Britain to Double Budget for Removing Illegal Immigrants
The Bloomberg News
July 25 (Bloomberg) — Prime Minister Tony Blair's government is to double its annual budget for removing illegal immigrants to 280 million pounds ($518 million) by 2010 and tighten border checks.
Home Secretary John Reid said he'll that demand people traveling from “high risk'' nations obtain visas with fingerprint data by 2008. By 2014, the government will re-impose exit controls phased out in 1994.
“We need to make radical changes,'' Reid said in a statement to Parliament in London today. “We will strengthen and simplify our immigration laws. The main cause of this is the sheer extent of migration.''
Britain and other rich nations are struggling to cope with the 200 million people who resettle around the globe each year, a population the size of Brazil. Reid, who took charge of the Home Office in May, has promised an overhaul of the department after his predecessor Charles Clarke acknowledged that prison officials released more than 1,000 foreign prisoners who should have been considered for deportation.

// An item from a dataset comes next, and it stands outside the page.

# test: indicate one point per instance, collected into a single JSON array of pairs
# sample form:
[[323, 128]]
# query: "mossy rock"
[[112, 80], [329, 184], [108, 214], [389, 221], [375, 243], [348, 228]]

The opposition Conservative Party dismissed the plan to shake up the Immigration and Nationality Directorate as a rehash of old measures.
“Much of what he announced is not new,'' said David Davis, a Conservative lawmaker who speaks on domestic policy. “The serious problems faced by the IND are not going to be solved by yet another reshuffling of the deck.''
Reid said the changes would clear within five years a backlog of 450,000 applications for political asylum the government found in recent weeks. Asylum claims rose 5 percent in the first quarter of the year to 6,455 compared with the fourth quarter, led by bids from Zimbabwe, Eritrea and Iran.
In 2004, 97.2 million people arrived at Britain's ports and airports including 12 million from outside the European Union. IND granted visas to 294,000 students, 124,000 work permit holders and 53,310 asylum seekers. It deported 56,920 people.
“If these reforms are going to work in the long-term, the Home Office needs to become smarter about who comes and goes from the U.K., clearer about the rules of the system, and more effective in dealing with those who break the rules,'' said Danny Sriskandarajah, an expert on immigration at the Institute for Public Policy Research, which advises Blair's Labour government.
Last year, the government estimated that as many as 570,000 people remained in the country illegally. It would cost up to 6.3 billion pounds to deport all those people, according to Home Office estimates.
Workers migrating from eastern Europe have added 392,000 people since May 2004, the Home Office said in May. With the workforce growing faster than companies are creating jobs, unemployment rose to a 5 1/2-year high of 5.4 percent in the three months through May, up from 4.7 percent a year earlier, government data published July 12 show.
“What drives illegal immigration is the ability to work illegally,'' said John Denham, a Labour lawmaker who leads the Home Affairs Committee in the House of Commons. “Employers who do it drive people out of work and cut wags.''
The IND will be established as an independent agency separate from the Home Office with its own regulator and a non-partisan panel advising officials on policy, Reid said. Some of the changes will require legislation, which will be detailed in the coming months.
Today's announcement was the government's last before Parliament begins its summer recess later today. Lawmakers return on Oct. 9.